Fitting the stack in the shared memory is going to limit the depth of the stack or the number of threads. The number of threads should not be too small, because that would negatively affect the performance. An initial guess is 64 threads per multiprocessor. This can be changed when the implementation is tested. The depth is limited to 32 ply. In practice, this should be enough, although the quiescence search could theoretically go deeper.

The follow table summarizes the total memory consumtion so far:

VariableSizeNumberTotal Memory Consumption
Current position32 bytes642 kB
Moves4 bytes64 x 328 kB
Pointer2 bytes64 x 324 kB

For each multiprocessor, we probably need a set of lookup tables for the move generator. Because the other stuff already takes about 14 kB, and on many devices the upper limit for the shared memory is 16 kB, we have only about 2 kB space available. That is not enough for any 64 to 64 tables. Instead, it is possible to use only arrays of offsets for pieces moving to different directions.
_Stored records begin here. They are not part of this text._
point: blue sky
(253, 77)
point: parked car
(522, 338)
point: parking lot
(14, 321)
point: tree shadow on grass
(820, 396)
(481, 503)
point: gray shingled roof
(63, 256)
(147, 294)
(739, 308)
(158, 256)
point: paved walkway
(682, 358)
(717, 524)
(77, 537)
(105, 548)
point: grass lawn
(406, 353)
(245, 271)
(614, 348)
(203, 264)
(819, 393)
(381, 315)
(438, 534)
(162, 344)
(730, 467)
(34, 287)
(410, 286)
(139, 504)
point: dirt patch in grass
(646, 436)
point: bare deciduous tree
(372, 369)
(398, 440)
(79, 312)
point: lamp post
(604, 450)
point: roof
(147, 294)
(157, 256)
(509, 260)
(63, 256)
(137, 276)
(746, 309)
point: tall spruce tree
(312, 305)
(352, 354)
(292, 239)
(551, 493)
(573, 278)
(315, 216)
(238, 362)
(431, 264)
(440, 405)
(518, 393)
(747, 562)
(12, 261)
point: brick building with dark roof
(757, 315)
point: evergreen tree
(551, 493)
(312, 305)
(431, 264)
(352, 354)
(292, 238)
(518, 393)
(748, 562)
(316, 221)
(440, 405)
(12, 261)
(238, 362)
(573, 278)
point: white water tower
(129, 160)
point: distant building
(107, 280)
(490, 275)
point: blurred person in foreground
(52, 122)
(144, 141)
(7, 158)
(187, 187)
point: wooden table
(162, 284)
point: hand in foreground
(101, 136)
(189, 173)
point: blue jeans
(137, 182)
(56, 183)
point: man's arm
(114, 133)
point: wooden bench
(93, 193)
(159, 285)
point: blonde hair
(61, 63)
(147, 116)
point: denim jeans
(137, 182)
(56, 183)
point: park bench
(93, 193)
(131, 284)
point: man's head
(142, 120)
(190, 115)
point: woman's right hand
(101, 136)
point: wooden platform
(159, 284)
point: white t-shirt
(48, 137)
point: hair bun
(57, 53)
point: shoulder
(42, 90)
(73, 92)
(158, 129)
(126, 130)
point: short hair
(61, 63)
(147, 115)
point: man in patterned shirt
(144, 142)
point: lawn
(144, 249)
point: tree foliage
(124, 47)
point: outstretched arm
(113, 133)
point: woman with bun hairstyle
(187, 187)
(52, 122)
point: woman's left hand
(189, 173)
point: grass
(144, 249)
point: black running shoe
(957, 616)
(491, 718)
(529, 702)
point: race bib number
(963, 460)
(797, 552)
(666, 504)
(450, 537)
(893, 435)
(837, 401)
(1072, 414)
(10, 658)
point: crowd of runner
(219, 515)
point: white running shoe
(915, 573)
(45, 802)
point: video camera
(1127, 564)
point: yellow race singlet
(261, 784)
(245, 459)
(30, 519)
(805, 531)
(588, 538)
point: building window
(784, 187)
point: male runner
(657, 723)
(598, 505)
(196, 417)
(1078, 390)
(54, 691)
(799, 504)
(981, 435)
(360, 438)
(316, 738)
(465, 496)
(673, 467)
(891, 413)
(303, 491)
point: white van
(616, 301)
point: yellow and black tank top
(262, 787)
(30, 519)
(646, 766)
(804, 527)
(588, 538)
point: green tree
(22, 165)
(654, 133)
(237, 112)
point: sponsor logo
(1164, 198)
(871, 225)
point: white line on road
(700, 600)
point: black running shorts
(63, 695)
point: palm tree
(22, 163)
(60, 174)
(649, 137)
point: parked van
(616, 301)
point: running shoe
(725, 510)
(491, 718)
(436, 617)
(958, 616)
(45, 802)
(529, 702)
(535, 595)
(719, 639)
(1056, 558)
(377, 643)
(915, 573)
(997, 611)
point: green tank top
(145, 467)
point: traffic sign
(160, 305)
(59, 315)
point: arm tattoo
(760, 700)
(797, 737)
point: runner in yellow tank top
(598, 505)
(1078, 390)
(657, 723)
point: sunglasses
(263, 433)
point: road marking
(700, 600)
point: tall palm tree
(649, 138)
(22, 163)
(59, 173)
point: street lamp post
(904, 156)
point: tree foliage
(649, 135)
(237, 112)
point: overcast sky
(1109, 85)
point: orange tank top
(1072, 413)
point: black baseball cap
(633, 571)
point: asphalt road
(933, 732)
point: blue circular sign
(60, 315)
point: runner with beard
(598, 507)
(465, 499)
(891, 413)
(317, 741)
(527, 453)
I will refine the plan when I go into the details of move generation.

4 comments:

  1. Heyho Samuel, just my two cents...


    1) you can use constant memory for storing tables that are used for move generation, it needs less cycles than global memory but a bit more than registers or shared mem.

    2) You may take a look into the Nvidia Occupancy calculator, the less threads you are running the more registers per thread you have, so maybe you can store the board or other values in registers...

    --
    Srdja

    ReplyDelete
  2. Hi Srdja,

    Those are interesting ideas. Constant memory is cached, and without cache misses it can be acceptably fast. I thought about using the constant memory for the tables, but if I can fit them into shared memory that's even better.
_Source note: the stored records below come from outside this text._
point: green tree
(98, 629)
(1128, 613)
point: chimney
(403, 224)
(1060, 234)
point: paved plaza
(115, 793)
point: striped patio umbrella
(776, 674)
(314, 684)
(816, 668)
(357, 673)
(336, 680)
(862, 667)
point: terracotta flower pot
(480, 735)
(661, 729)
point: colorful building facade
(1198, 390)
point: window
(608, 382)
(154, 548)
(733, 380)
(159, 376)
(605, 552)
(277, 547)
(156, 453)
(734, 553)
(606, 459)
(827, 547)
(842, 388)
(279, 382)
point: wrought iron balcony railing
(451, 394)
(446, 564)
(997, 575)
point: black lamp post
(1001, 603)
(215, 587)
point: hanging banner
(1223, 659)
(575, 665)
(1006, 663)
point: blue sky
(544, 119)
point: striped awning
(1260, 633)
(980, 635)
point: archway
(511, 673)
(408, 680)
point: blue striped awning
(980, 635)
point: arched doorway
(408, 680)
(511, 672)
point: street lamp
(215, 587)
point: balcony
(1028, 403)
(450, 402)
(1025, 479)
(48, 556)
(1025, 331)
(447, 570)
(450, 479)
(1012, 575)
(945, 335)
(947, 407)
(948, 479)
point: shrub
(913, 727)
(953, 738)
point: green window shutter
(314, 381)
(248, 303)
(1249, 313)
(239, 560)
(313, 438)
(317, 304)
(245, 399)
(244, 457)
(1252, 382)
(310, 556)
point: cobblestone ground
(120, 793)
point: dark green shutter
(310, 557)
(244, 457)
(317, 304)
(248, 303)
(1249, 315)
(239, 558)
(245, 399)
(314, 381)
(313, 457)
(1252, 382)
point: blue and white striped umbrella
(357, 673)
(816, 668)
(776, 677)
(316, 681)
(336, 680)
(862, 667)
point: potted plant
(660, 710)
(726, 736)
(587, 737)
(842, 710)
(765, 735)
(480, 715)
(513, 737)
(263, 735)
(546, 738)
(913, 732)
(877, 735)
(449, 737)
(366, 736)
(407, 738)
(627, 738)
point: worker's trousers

    And I will use registers as much as possible. They are naturally used in the kernel variables. However, as far as I know, they cannot be indexed like arrays, so it is difficult to use them for array-like data.

    ReplyDelete
  3. Instead of storing the board in memory you can use a list of active pieces for each player. There are never more than 2 x 16 = 32 pieces on the board at any time. Each piece has a player association (1 bit), an x coordinate (8 possibilities -> 3 bits), a y coordinate (8 possibilities -> 3 bits) and a type (pawn, bishop, knight, rook, queen or king) (6 possibilities -> 3 bits). The status of the board (other than whose move it is) can be represented with no more than 320 bits -- even less if you use one list for each player.

    - Mike

    ReplyDelete
  4. Michael, I thought about that. But then it is not fast to generate moves, because you have to go throught the whole table of pieces when testing obstruction for sliding pieces. And as you can see when you read the later blog entries, I came up with an idea that uses no more than the 320 bits, but also allows fast obstruction testing.